No, it isn't framed as a _rebuttal_ of whatever stance they have, so it can't
really be judged on that merit. It's just a statement, not something that is
masqueraded as an argument. But the tactic feels dishonest, in the same way
that blurting out "I think you have a father issues" in the middle of a debate
seems dishonest. No, the statement is not an argument, so it can't be said to
be a ad hominem in the informal fallacy sense. But it is clearly a tactic that
is used to discredit the other party.

In a similar way to the father issues-comment, the motivation for finding out
whatever emotional distress these people are suffering from is not motivated
properly.
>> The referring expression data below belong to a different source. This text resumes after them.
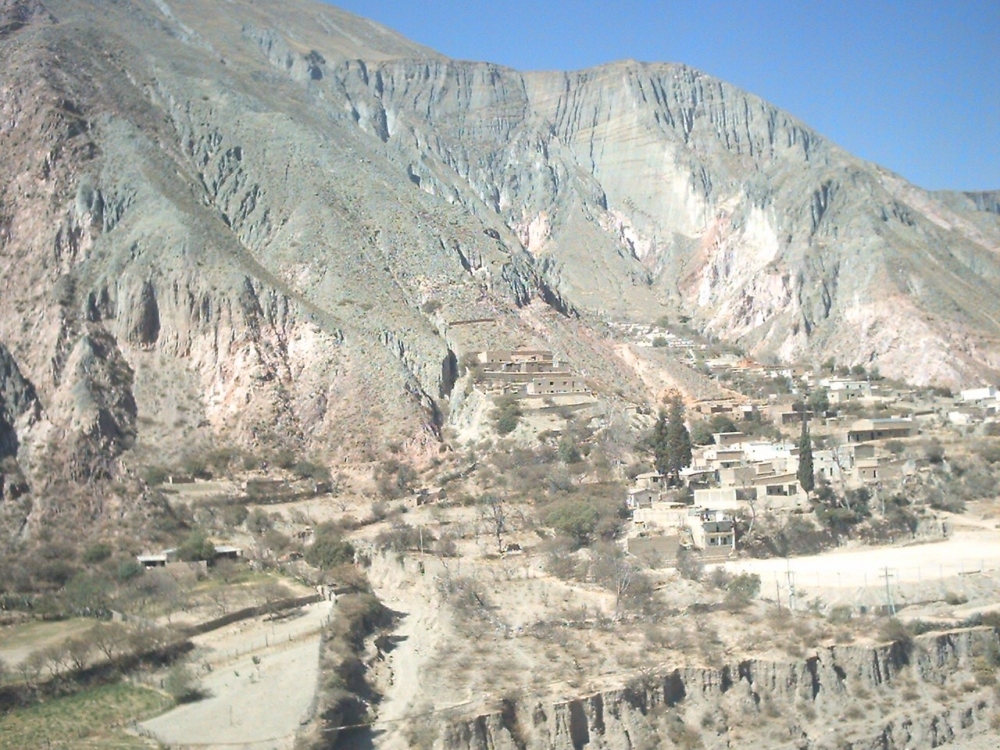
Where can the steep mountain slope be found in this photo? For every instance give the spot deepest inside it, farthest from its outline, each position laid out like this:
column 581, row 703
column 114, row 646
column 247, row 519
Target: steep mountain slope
column 258, row 224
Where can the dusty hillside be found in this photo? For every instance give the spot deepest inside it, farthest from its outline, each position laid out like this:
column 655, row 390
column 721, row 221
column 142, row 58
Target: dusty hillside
column 259, row 227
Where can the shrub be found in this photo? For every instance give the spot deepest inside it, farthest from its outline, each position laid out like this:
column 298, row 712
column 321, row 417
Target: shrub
column 329, row 549
column 129, row 568
column 97, row 553
column 196, row 547
column 741, row 589
column 577, row 520
column 507, row 415
column 182, row 685
column 234, row 515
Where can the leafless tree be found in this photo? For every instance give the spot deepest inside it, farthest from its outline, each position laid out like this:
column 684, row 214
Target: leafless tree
column 109, row 638
column 31, row 667
column 78, row 651
column 56, row 658
column 493, row 509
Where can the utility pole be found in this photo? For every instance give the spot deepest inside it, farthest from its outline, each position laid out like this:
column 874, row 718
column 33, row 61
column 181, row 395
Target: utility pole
column 791, row 585
column 888, row 592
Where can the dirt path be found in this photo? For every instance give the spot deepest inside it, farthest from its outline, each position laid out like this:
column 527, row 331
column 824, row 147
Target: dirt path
column 251, row 705
column 963, row 553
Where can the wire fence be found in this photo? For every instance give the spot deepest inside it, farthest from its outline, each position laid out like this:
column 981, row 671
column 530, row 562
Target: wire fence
column 882, row 588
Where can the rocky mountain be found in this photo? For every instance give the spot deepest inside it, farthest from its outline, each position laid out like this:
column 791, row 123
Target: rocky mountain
column 266, row 223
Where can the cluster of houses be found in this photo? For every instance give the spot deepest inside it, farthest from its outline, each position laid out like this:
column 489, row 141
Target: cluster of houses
column 528, row 372
column 974, row 406
column 169, row 556
column 739, row 473
column 651, row 335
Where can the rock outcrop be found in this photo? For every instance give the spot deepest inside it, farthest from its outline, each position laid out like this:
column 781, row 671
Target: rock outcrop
column 260, row 224
column 890, row 696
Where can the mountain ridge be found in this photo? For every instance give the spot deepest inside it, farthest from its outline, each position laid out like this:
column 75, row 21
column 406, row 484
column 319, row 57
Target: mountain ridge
column 256, row 226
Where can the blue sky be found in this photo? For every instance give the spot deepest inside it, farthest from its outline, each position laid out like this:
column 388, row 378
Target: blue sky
column 913, row 86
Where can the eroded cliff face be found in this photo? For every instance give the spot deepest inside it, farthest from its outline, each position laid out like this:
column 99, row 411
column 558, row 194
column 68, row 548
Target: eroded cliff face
column 651, row 187
column 885, row 697
column 197, row 246
column 257, row 226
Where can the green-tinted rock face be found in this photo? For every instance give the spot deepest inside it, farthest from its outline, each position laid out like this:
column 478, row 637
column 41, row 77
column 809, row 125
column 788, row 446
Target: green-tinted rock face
column 264, row 223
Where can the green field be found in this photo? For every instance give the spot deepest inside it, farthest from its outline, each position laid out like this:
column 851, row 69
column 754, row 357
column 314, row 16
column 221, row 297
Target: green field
column 93, row 718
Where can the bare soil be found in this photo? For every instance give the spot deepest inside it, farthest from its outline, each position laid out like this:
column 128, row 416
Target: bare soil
column 261, row 687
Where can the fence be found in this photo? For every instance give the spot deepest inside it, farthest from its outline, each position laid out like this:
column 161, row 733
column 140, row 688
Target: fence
column 881, row 588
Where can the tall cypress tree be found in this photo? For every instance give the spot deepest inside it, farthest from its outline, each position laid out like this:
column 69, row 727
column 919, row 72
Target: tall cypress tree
column 678, row 439
column 661, row 444
column 805, row 473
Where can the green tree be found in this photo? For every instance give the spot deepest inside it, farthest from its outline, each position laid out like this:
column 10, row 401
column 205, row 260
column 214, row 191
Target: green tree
column 182, row 684
column 661, row 444
column 506, row 415
column 818, row 401
column 678, row 440
column 197, row 546
column 805, row 474
column 330, row 549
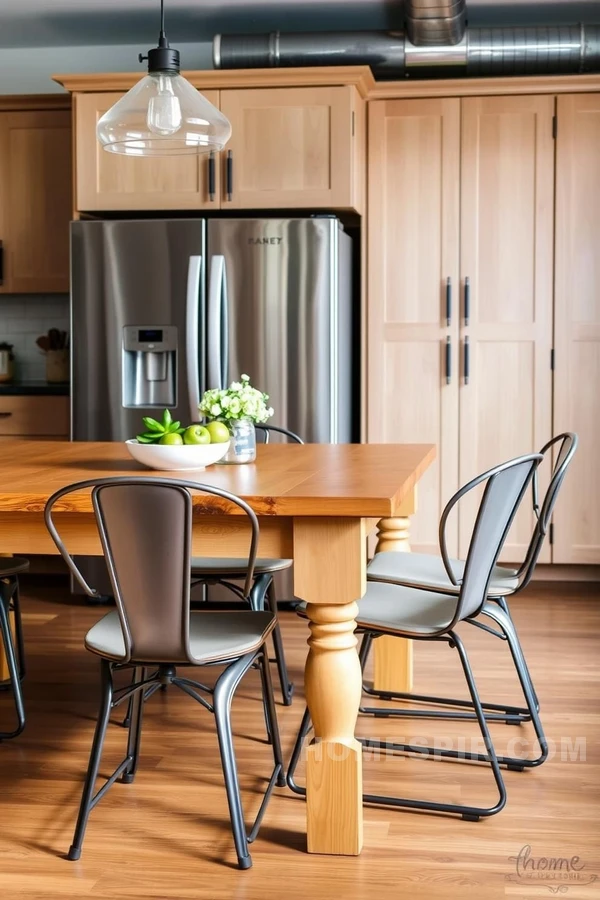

Instead, the article comes off as just wanting to shift the focus
from whatever Go does or does not have, to what is _wrong_ with the people
that say that Go is _" wrong"_. Again, without any seeming sign or evidence
that that might be a salient point, other than that the opinion is popular in
some circles. I mean, maybe there would perhaps be some obviously bad, and
emotionally motivated arguments that would make someone believe that these
people were under some duress (more than argumentative people in general on
the Internet, anyway). But all I seem to see are technical points - like what
Go does or does not have - and one elitist argument about blue collar workers,
which can just be attributed to elitism and not any particular emotional
state.

Lastly, _you 're_ Eureka moment seem to be more about putting two ideas
together, than to intelligently apply it to some actual case. Sure, the
overall profile might very well match these "haters". But there is no
compelling argument for why _this_ particular emotion and sentiment would fit
_these_ people, since any evidence or anectdote about any such specific
sentiment seems absent. I can perfectly well imagine, say, a handful other
psychological profiles that could be made about this crowd, which would seem
equally plausible.

So, I don't see how this is anything other than an attempt to stirr shit. Too
bad that it didn't seem to succeed, though (around these parts), as language
wars can be quite popcorn-worthy at times.